As with Anastasia, it was the 2008 presidential election that truly awakened Ana, who by then had moved to Minnesota and was married with four young children. “During the 2008 presidential campaign I decided I’d had enough. I decided to stop sipping my latte while screaming at the TV and do something,” she recounts. “But the one moment I can point to where I really woke up was the exchange on TV between Obama and Joe the Plumber where Obama said that it was OK to redistribute the wealth around. At that point, I looked at my husband and told him that because we had seen this before and had felt this in our own skin, it was time to get up and actually do something in order to help keep the American dream alive for future generations.”

Ana began writing op-eds, and on the day Obama was elected, called in to the Jason Lewis radio show in Minneapolis. “He gave me 20 minutes of air time, which was unheard of, and for days afterwards he continued to speak about ‘Ana, the Brazilian,'” Ana recalls. “What I discussed on the show that day was what I saw as correlations between what was taking place in the U.S. with the new Obama administration coming onboard and what had happened throughout Latin America under ‘democratically’ elected dictators. It was a huge hit, and it encouraged me to continue on.”

A few months later, Ana moved to Bucks County, and through the grapevine heard about the tea party that was being organized at Washington Crossing Park. She turned her op-eds into a speech on the same topic she’d spoken about on the radio with Jason Lewis and submitted it to Anastasia, who was the main organizer of that tea party.

COMING OUT of that event, Ana and Anastasia became an effective team, working together on everything from infiltrating the left’s pro-health care forums in 2009 to putting on their own health care forums. In 2010, they redoubled their efforts. Working in tandem with American Majority Action, Kitchen Table Patriots opened a Liberty Headquarters in Doylestown, with the goal of doing direct advocacy work on the issue of health care, and then advocating for leadership that would overturn Obamacare. Running a tightly focused campaign on targeted doors and phones, Ana and Anastasia turned their local Tea Party movement into a potent political force. “The coolest thing I have worked on was opening and running the Liberty HQ last fall and seeing the effect that we had in an entire region of Pennsylvania by simply working hard, being principled, and believing in our work,” Ana says.

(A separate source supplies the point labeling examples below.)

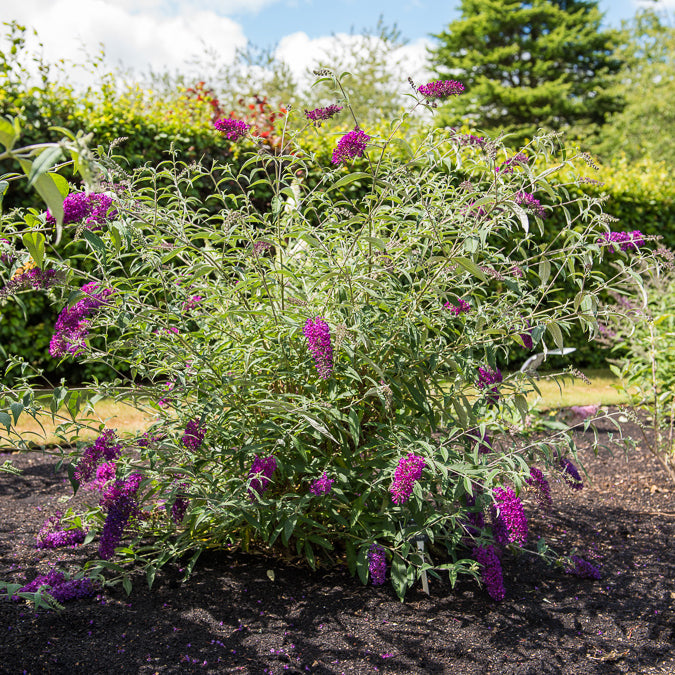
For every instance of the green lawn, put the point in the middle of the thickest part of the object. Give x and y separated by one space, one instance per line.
131 422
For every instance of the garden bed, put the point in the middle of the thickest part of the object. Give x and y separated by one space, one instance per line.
248 614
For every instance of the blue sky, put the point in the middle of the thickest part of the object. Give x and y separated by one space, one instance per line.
414 18
168 34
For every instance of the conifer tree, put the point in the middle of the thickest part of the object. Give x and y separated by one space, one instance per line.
529 65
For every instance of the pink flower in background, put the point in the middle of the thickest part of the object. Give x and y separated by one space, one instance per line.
585 411
349 146
407 473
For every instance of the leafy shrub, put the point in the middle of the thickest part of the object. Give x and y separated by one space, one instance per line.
645 332
323 365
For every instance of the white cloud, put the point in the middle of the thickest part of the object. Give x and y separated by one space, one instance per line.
138 39
302 53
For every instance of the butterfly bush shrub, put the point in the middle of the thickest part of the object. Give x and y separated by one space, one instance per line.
323 370
641 327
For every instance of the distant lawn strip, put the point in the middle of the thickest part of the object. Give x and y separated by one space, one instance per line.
128 421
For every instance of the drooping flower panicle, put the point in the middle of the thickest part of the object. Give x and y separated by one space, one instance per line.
509 524
318 115
194 435
92 209
537 481
461 307
441 89
352 144
377 564
319 344
233 129
627 241
407 473
71 326
322 486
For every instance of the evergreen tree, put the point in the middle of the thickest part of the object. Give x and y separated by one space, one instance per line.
529 65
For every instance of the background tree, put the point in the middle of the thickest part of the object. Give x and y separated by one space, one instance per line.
526 65
646 126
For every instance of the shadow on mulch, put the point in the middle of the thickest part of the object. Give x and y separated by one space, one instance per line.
231 617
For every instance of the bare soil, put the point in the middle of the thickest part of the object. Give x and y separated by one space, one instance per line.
231 617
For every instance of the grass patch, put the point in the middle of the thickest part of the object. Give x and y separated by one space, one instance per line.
570 391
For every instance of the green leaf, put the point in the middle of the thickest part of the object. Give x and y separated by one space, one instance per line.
44 162
95 241
556 334
50 193
349 178
470 266
6 420
35 243
399 576
8 135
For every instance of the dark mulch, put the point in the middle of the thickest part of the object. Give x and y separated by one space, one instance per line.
232 617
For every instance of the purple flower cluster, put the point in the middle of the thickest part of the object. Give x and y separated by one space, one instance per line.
119 500
106 446
83 207
537 481
570 474
492 571
627 241
318 115
506 167
52 534
194 435
191 303
530 202
34 279
441 89
71 325
260 474
322 486
583 569
233 129
509 524
317 333
377 564
470 139
461 307
179 506
60 588
407 473
349 146
487 377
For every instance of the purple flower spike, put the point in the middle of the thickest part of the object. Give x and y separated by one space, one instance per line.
509 524
530 202
260 474
194 435
407 473
71 326
349 146
583 569
571 474
377 564
627 241
322 486
233 129
317 333
318 115
441 89
486 377
540 484
461 307
492 571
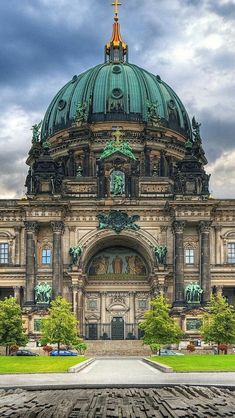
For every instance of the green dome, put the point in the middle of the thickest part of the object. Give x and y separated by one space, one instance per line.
116 92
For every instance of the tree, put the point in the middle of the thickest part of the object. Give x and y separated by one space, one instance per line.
158 326
11 324
60 327
81 347
219 322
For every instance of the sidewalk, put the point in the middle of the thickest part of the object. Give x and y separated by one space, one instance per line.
115 373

They haven’t stopped there. “Right now we are working on getting SB1 [an education reform bill in Pennsylvania] passed, and we are supporting local candidates for school board and TWP supervisor,” Anastasia says. “I am most proud of organizing a candidates’ forum and calling for an open primary and getting the GOP to not endorse a candidate. This was the first time in 40 years that there was no endorsement.” Meaning, no more RINOs (Republicans in Name Only) receiving backing ahead of principled conservatives.

The ladies have big plans for the future but realize there are great challenges, not only within the movement, but with the country as well. However, they do realize that national change begins at the local level. “The greatest challenge for the movement right now is maintaining cohesiveness and stamina and finding common conservative ground to keep people engaged until we really kick into 2012 election cycle mode,” Ana says. “I also believe it is important for folks to understand that we need to take over our school boards, our towns and really bring change from the ground up on a local level. Concentrating in our own states and our own ‘backyard’ will have a trickle-up effect into the national level and effect the proper kind of change throughout the entire nation.”